It was a terrible Good Friday for the NATO-led security mission in Afghanistan: First a German patrol was ambushed near Kunduz by two groups of 40 Taliban insurgents. The heavy firefight, which lasted for several hours, left three Germans dead, severely wounding eight more.
Shortly after the clashes began, another German unit was sent to help their comrades. Yet en route to the ambush, the Germans opened fire on two vehicles that officials in Berlin said would not stop approaching them despite warnings. Six Afghan troops in the vehicles were killed. While Germany says the troops approached in civilian cars, Kabul says they were military vehicles.
The ambush and the so-called "friendly fire" incident sparked concern in Germany, where popularity for the Afghanistan mission is waning.
German Chancellor Angela Merkel telephoned Afghan President Hamid Karzai to apologize for the friendly fire incident, which is being investigated by NATO as well as the German and Afghan defense ministries.
In a televised news conference Sunday, Germany's Defense Minister Karl Theodor zu Guttenberg broke with a longtime mantra -- for the first time ever, a German official spoke of war in Afghanistan.
"The perfidy and the complexity" of the attack and the overall security situation in Afghanistan show that Germany is involved "in what might colloquially be called a war," he said.
The ambush was professionally prepared and orchestrated.
The Taliban used gunfire, rocket launchers and land mines to attack the German patrol; a Dingo armored vehicle was destroyed and left behind.
In Germany, observers are now calling for soldiers to better prepared for these attacks.
Ulrich Weisser, a retired German Navy admiral, said the German government was jeopardizing the lives of the 4,500 German troops on the ground by ignoring their equipment requirements.

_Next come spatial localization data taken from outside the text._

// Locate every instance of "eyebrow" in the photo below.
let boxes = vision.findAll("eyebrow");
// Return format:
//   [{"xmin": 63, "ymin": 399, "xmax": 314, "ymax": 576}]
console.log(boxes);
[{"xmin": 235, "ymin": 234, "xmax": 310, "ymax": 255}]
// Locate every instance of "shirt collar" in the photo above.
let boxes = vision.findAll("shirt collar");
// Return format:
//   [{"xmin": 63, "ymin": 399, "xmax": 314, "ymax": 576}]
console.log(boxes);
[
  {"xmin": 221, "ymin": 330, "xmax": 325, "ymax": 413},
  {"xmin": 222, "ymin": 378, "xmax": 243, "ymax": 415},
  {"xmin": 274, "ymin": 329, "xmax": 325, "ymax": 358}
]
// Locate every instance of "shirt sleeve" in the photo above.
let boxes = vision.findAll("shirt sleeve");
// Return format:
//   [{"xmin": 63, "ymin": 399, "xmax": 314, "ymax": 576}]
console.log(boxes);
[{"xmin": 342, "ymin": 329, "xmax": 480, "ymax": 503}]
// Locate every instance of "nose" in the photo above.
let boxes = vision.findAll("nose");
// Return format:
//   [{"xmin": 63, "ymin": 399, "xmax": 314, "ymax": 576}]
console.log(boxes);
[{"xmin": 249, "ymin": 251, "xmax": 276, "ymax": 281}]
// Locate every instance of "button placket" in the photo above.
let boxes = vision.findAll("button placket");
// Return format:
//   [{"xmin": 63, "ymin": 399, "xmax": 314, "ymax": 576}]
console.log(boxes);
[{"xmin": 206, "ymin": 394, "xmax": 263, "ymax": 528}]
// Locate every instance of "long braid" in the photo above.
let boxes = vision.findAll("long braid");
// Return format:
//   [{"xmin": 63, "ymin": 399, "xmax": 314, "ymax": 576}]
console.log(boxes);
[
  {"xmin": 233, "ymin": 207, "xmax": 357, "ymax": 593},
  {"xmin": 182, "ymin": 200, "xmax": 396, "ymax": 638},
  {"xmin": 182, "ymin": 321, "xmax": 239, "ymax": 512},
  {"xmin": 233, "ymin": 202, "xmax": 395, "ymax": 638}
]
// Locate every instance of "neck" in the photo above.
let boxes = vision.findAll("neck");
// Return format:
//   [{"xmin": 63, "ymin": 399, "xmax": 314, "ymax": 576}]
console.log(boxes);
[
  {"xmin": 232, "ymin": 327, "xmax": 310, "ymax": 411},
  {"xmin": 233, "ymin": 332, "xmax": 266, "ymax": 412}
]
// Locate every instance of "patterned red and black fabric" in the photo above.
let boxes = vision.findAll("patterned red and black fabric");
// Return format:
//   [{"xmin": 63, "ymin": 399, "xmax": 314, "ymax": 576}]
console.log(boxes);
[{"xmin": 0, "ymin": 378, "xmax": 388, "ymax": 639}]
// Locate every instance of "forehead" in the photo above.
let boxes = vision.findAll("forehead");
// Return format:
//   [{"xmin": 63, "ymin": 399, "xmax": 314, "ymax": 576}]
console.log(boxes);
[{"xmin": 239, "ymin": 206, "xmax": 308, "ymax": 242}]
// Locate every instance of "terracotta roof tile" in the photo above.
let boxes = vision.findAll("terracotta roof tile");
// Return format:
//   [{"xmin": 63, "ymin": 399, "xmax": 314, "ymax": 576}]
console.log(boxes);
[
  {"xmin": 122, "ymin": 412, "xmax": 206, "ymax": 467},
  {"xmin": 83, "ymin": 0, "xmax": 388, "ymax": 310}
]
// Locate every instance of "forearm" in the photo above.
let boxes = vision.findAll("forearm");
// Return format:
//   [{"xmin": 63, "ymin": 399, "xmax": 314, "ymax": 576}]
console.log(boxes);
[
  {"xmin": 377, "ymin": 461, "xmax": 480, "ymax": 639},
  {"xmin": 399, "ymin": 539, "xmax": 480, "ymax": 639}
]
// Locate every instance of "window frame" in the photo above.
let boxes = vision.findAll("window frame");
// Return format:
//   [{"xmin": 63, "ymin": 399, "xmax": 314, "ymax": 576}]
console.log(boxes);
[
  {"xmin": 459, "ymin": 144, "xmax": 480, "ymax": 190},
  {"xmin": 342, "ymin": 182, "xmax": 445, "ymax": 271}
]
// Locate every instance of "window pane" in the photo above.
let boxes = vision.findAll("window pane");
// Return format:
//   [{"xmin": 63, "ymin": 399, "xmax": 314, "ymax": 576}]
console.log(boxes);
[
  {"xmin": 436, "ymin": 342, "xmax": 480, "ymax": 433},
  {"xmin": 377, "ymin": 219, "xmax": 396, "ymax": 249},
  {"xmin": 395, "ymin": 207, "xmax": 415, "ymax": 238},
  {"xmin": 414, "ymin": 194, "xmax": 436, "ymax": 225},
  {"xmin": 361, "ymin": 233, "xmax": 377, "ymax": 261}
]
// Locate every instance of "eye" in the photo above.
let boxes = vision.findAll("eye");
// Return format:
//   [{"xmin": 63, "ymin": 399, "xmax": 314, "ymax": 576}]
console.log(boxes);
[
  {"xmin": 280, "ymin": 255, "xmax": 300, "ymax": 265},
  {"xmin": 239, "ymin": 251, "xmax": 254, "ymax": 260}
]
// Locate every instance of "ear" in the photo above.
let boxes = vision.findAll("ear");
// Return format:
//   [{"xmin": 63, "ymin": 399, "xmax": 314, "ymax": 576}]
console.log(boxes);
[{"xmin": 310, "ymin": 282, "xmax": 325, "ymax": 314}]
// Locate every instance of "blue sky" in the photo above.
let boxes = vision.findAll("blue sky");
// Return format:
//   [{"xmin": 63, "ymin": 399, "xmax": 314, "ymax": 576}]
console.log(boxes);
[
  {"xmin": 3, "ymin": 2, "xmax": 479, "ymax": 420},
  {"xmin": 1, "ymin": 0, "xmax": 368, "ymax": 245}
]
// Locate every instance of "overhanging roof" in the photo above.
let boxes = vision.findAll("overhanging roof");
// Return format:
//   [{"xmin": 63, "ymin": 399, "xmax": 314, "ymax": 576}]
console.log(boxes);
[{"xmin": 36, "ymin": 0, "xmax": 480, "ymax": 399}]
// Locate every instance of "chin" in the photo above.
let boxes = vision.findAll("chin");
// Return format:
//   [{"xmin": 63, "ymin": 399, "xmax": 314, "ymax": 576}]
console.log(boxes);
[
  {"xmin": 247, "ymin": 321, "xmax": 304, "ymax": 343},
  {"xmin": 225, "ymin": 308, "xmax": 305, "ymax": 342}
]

In an interview with German daily Bild, he urged Berlin to equip troops in Afghanistan with reconnaissance drones to Afghanistan so that ambushes like Friday's can be prevented. And to counter them, they need combat and transport helicopters as well as heavy artillery, he said. Weisser added it was "completely unacceptable" that not a single German combat helicopter has been sent to Afghanistan.
The attack comes a few moths after a controversial German-ordered bombing killed more than 140 people, most of them Afghan civilians, near Kunduz last September.
Berlin has launched a parliamentary inquiry into the air raid and several high-ranking officials, including zu Guttenberg, have come under pressure for failing to inform the public.